This method reaches acceptable results in continuous tasks, It was tested in the Mujoco Environment. While this method takes over 100x fewer samples concerning model-free methods, this method can not reach the same asymptotic performance. A second proposal uses the previous model-based for initializing a model-free method (PPO), this is particularly useful for model-free because the sample-complexity of model-free based on the probability to see good interactions, and model-based can achieve this with few samples. The results show faster convergence for model-free methods as can be seen in Fig. 5 and Fig. 6 (fine-tuning).

Figure 5, Performance of Model-based method (left) vs Model-free with fine-tuning (right), acceptable performance is shown for model-based with just thousands of samples, model-free shown high performance in the convergence (millions of samples).

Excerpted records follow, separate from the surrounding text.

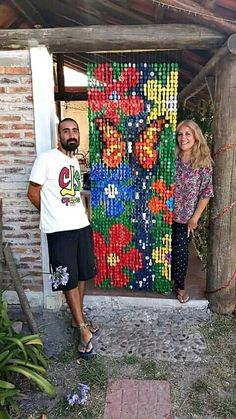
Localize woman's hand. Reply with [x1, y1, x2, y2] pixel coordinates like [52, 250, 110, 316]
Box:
[188, 216, 198, 237]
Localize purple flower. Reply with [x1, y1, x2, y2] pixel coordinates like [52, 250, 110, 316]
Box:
[49, 266, 69, 290]
[66, 383, 90, 406]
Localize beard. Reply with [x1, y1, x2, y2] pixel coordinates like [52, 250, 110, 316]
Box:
[61, 138, 79, 155]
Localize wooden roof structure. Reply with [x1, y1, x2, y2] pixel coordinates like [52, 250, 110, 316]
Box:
[0, 0, 236, 105]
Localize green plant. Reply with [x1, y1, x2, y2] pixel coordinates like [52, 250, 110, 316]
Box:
[0, 294, 56, 419]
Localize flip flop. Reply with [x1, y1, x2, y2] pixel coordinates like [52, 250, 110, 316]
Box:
[71, 318, 100, 335]
[77, 323, 94, 359]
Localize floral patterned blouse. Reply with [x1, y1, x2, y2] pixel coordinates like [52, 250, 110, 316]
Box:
[174, 158, 214, 224]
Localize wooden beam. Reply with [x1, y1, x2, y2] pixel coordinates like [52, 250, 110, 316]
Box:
[157, 0, 236, 34]
[206, 54, 236, 314]
[178, 34, 236, 103]
[206, 76, 216, 107]
[57, 54, 65, 94]
[0, 24, 225, 53]
[10, 0, 47, 26]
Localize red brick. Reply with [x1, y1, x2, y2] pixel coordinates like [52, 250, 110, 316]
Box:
[6, 86, 32, 94]
[104, 379, 171, 419]
[0, 124, 8, 130]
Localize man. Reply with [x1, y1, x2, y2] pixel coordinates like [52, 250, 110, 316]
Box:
[28, 118, 97, 358]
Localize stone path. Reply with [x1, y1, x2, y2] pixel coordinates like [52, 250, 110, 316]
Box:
[84, 307, 208, 362]
[36, 304, 209, 362]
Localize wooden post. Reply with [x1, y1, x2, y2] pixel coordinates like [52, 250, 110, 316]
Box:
[0, 199, 4, 293]
[207, 41, 236, 314]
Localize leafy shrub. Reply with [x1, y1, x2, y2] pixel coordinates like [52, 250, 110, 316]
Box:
[0, 294, 56, 419]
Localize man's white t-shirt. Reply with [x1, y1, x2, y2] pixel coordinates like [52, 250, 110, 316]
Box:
[30, 149, 89, 233]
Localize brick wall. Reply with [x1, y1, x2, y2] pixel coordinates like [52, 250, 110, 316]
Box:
[0, 51, 42, 291]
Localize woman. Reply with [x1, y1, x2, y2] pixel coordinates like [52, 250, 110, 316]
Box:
[172, 120, 213, 303]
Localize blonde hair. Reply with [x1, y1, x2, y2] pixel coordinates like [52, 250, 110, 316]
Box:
[176, 119, 213, 169]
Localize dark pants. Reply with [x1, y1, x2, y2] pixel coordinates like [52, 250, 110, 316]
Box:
[171, 222, 191, 290]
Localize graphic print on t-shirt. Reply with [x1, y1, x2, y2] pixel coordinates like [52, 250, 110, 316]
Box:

Figure 6, Performance Model-free with fine-tuning (red) vs Model-free (blue) in the Swimmer environment. Here, greater sample efficiency of applying fine-tuning over the previous model-based is shown. We can appreciate that is difficult or impossible for a simple model-free method to achieve the performance of a Model-based method with the same number of samples, this feature is taken in advantage to make fine-tuning
Deep Reinforcement Learning with a handful of trials with probabilistic models
Kurtland Chua et al. UC Berkeley 2018
This paper achieves interesting results reducing the gap between model-free and model-based RL in asymptotic performance with 10x fewer sample iterations required, by mixing some ideas to model the uncertainty of the dynamics: These uncertainties are divided into two:
1. Aleatoric Uncertainty:
This uncertainty is given by the stochasticity of the system, e.g. noise, inherent randomness. The paper models this behavior by outputting the mean and variance of a Gaussian Distribution, It allows us to model different variances for different states (Heterokedastic). While the distribution over states can be assumed any tractable distribution, this paper assumed a Gaussian Distribution over states. Given by:
\[\hat{f} = Pr(s_{t+1}|s_t, a_t) = \mathcal{N}(\mu_\theta(s_t, a_t), \Sigma{_\theta}(s_t,a_t))\]
In that sense the loss function is given by:
\[loss_{Gauss}(\theta) = \sum_{n=1}^N[\mu_\theta(s_n, a_n) - s_{n+1}]^\intercal \Sigma_\theta^{-1}(s_n, a_n)[\mu_\theta(s_n, a_n) - s_{n+1}] + \dots \\ \dots + \log\det\Sigma{_\theta}(s_n, a_n)\]
2. Epistemic Uncertainty:
This uncertainty is given by the limitation of data. Overconfidence in zones where there are not sufficient data-training points can be fatal for prediction, epistemic uncertainty tries to model this. The paper model this by using a simple bootstrap of ensembles. In Fig. 4, an example of two ensembles is shown (red and blue). In zones where there are data for training, the two ensembles behave very similarly, but in zones where not, for example between the two markable zones of data points, each ensemble can take different behavior, these differences represent the uncertainty due to the missing of data or epistemic uncertainty.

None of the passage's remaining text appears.